Поэтому, когда Ким, у которого болели все кости, открыл глаза и собрался идти на кухню, чтобы взять еду для учителя, он понял, что утерял свободу: у дверей рядом с седовласым служителем стояла закутанная фигура, подробно разъяснившая Киму, чего он не должен делать.
— Ты хочешь получить... Ничего ты не получишь. Что? Запирающийся ящик, чтобы хранить в нем священные книги? О, это дело другое. Сохрани меня небо становиться между жрецом и его молитвами! Тебе принесут сундук, и у тебя будет ключ от него.
Под его кровать поставили сундук, и Ким со вздохом облегчения спрятал в него пистолет Махбуба, завернутый в клеенку пакет с письмами, непонятные книги и дневники. Эти вещи почему-то отягощали его плечи несравненно меньше, чем его бедную душу. Даже шея его болела по ночам при мысли об этой тяжести.
— Болезнь твоя нечасто встречается среди молодежи в наши дни, — с тех пор как молодые люди перестали заботиться о старших. Тебя вылечат сон и некоторые лекарства, — говорила сахиба, и он был рад отдаться пустоте, которая казалась ему и угрожающей и успокаивающей.
Старуха варила напитки в каком-то таинственном азиатском подобии перегонного куба. Эти лекарства пахли отвратительно, а на вкус были еще хуже. Она стояла над Кимом, покуда они не проходили ему в желудок, и подробно расспрашивала о том, как они вышли наружу. Она запретила всем заходить на передний двор и, чтобы распоряжение ее выполнялось, поставила на страже вооруженного человека. Правда, ему было добрых семьдесят лет; рукоятка меча торчала из пустых ножен, но страж олицетворял власть сахибы, и нагруженные телеги, болтливые служанки, телята, собаки, куры и все остальные обходили двор стороной. Больше того, когда тело Кима было очищено, она извлекла из толпы бедных родственников, ютившихся на задворках, — их прозвали домашними собаками — вдову своего двоюродного брата — женщину опытную в том искусстве, которое европейцы, ничего в этом не смыслящие, называют массажем. И обе они, положив Кима головой на восток, а ногами на запад, чтобы таинственные воздушные течения, возбуждающие наше тело, помогали им, а не мешали, стали растирать юношу и в течение всей второй половины дня перебрали ему кость за костью, мускул за мускулом, связку за связкой и, наконец, нерв за нервом. Вымешанный как тесто, превращенный в безгласную покорную мякоть, почти загипнотизированный непрестанными взмахами рук, оправлявших неудобные чадры, которые закрывали женщинам глаза, Ким погрузился в глубокий, глубиной в десять тысяч миль, сон — тридцать шесть часов сна, оросившего его, как дождь после засухи.

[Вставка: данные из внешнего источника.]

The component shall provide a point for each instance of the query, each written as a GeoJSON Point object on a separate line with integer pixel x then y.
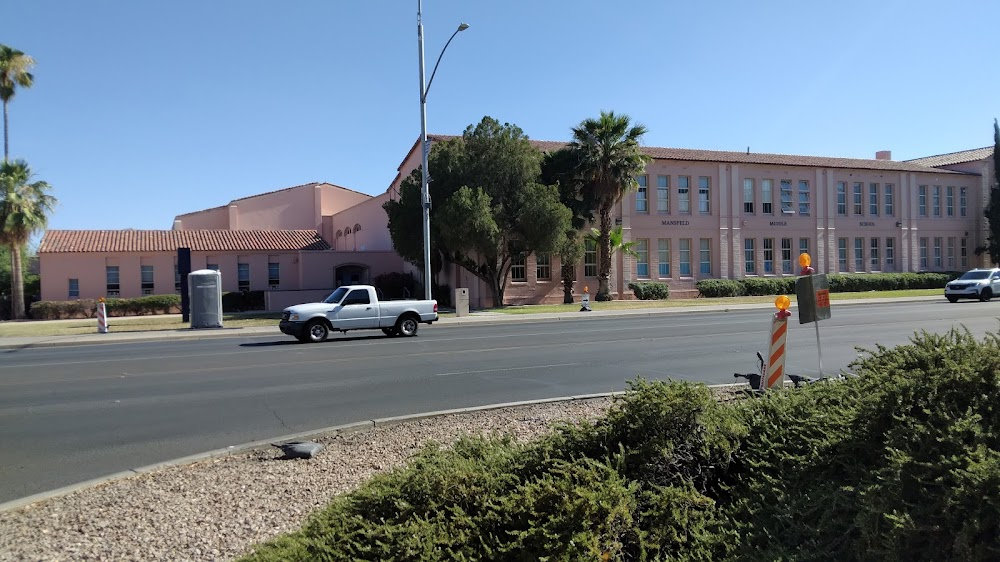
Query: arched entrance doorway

Потом она стала кормить его, и у всех домашних головы пошли кругом от ее окриков. Она приказывала бить птицу, посылала за овощами, и трезвый тугодум-огородник, почти такой же старый, как она, обливался потом; она сама отбирала пряности, молоко, лук, маленьких рыбок, выловленных в ручьях, лимоны для шербета, перепелок, пойманных в ловушку, цыплячью печень, поджаренную на шпильке и переложенную нарезанным имбиром.

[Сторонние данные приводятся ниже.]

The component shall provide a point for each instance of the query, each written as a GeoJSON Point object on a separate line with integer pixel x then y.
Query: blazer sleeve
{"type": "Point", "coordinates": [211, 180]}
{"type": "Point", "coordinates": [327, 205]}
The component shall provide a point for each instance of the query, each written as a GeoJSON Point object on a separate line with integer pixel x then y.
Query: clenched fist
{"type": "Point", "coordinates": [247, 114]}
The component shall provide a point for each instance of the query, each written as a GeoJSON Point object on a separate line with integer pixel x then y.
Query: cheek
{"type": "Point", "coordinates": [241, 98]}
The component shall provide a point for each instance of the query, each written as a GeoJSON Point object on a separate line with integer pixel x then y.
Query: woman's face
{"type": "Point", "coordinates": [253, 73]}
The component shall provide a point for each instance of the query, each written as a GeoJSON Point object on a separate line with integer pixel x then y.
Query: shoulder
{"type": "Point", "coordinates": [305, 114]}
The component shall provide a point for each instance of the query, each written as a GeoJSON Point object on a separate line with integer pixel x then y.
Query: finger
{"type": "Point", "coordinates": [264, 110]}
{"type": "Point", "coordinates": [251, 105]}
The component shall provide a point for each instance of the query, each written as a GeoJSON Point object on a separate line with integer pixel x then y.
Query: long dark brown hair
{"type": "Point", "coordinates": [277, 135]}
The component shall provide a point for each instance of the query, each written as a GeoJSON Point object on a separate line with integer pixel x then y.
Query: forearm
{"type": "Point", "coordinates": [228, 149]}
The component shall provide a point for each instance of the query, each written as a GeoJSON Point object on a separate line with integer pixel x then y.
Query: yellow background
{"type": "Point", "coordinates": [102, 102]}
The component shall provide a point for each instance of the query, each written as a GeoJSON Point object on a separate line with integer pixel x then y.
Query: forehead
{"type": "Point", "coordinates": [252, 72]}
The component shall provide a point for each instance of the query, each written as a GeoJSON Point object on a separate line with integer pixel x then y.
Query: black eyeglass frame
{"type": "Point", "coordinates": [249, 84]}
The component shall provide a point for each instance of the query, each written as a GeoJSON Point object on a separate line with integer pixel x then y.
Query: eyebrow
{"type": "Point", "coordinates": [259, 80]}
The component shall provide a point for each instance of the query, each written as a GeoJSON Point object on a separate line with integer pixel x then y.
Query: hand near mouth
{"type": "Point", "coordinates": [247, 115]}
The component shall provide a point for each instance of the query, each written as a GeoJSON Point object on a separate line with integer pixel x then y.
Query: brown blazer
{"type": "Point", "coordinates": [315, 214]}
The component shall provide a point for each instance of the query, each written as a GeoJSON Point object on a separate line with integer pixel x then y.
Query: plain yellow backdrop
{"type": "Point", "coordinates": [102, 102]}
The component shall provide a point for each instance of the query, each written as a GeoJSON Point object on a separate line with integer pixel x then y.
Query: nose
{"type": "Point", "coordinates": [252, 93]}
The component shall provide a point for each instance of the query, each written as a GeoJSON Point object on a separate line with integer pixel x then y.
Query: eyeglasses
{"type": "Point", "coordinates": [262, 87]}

— Я кое-что видела в этом мире, — говорила она, глядя на заставленные едой подносы, — а в нем только два рода женщин: одни отнимают силу у мужчин, другие возвращают ее. Некогда я была одной из первых, теперь я — одна из вторых. Ну, нечего корчить из себя жреца передо мною. Это просто шутка. Если сейчас она тебе не по нраву, — понравится, когда опять пойдешь шляться по дорогам. Сестра, — обратилась она к бедной родственнице, никогда не устававшей превозносить милости своей благодетельницы, — кожа его порозовела, как у коня, только что вычищенного скребницей. Наша работа все равно что полировка драгоценных камней, которые потом будут брошены танцовщице, а?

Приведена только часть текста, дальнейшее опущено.